In the articles reviewed, however, there was no evidence of toxicity associated with the intake of phytonadione or menaquinone even at a daily dose of the latter of 45 mg (some unexplained skin lesions BUT few and far between). Adequate intake of phylloquinone for the carboxylation of blood coagulation factors was recently set at 90 µg per day for adult women and 120 µg daily for adult men, based on median dietary intake data from the Third National Health and Nutrition Examination Survey. In the treatment of osteoporosis, Schurgers and Vermeer suggested a µg phytonadione dosage of 1000 daily. Braam et al. used the same daily dose to inhibit the loss of carotid artery elasticity. However, several trials of osteoporotic, postmenopausal women have used menaquinone dosages as high as 45 mg per day.
Because of the very low toxicity of phytonadione and menaquinone, a 1000-µg daily dose of each is warranted. Doses of menaquinone exceeding 1 mg are not readily available in the United States at this time, but it was being produced in 15-mg capsules by a Canadian nutraceutical company, AOR - for those familiar. I don't think the 15mg caps sat well with governing bodies however and the product was withdrawn from the market.
Still, I am uncertain you need that kind of quantity if you are interpreting the data which may also explain why the same company subsequently released a product with a much lower dose on the mcg level. As a safety net; I would probably suggest 1-5mg; but 1mg is more than sufficient to prevent deficiency and probably give you all that it's going to. If you are expecting supraphysiologic response from Vitamin K2 supplementation; I wouldn't rest my hat on that offering....but I would be inclined to say deficiency is bad.
Now I am also going to remind those that have read my stuff over the years; I didn't use to be a believer in need to supplement this one; but the cardiovascular arterial calcification; prostate pathology; and osteoporosis studies are much more persuasive and compelling a rationale to incorporate it into your supplement regimen than the testosterone data.
- Vitamin K monograph. Natural Medicines Comprehensive Database.
- Vitamin K monograph. Micromedex Healthcare Series. Englewood, CO: Micromedex Inc.
- McEvoy GK, ed. AHFS drug information. Bethesda, MD: American Society of Health-System Pharmacists; 1998.
- Schurgers LJ, Vermeer C. Differential lipoprotein transport pathways of K-vitamins in healthy subjects. Biochim Biophys Acta. 2002; 1570:27-32.
- Braam LA, Hoeks AP, Brouns F et al. Beneficial effects of vitamins D and K on the elastic properties of the vessel wall in postmenopausal women: a follow-up study. Thromb Haemost. 2004; 91:373-80.

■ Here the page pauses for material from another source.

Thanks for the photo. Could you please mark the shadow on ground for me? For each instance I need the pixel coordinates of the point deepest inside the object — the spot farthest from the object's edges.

- Iwamoto J, Takeda T, Ichimura S. Effect of combined administration of vitamin D3 and vitamin K2 on bone mineral density of the lumbar spine in postmenopausal women with osteoporosis. J Orthop Sci. 2000; 5:546-51.
- Shiraki M, Shiraki Y, Aoki C et al. Vitamin K2 (menatetrenone) effectively prevents fractures and sustains lumbar bone mineral density in osteoporosis. J Bone Miner Res. 2000; 15:515-21.
- Miki T, Nakatsuka K, Naka H et al. Vitamin K2 (menaquinone 4) reduces serum undercarboxylated osteocalcin level as early as 2 weeks in elderly women with established osteoporosis. J Bone Miner Metab. 2003; 21:161-5.
- Douglas AS, Robins SP, Hutchison JD et al. Carboxylation of osteocalcin in postmenopausal osteoporotic women following vitamin K and D supplementation. Bone. 1995; 17:15-20.
- Takahashi M, Naitou K, Ohishi T et al. Effect of vitamin K and/or D on under-carboxylated and intact osteocalcin in osteoporotic patients with vertebral or hip fractures. Clin Endocrinol. 2001; 54:219-24.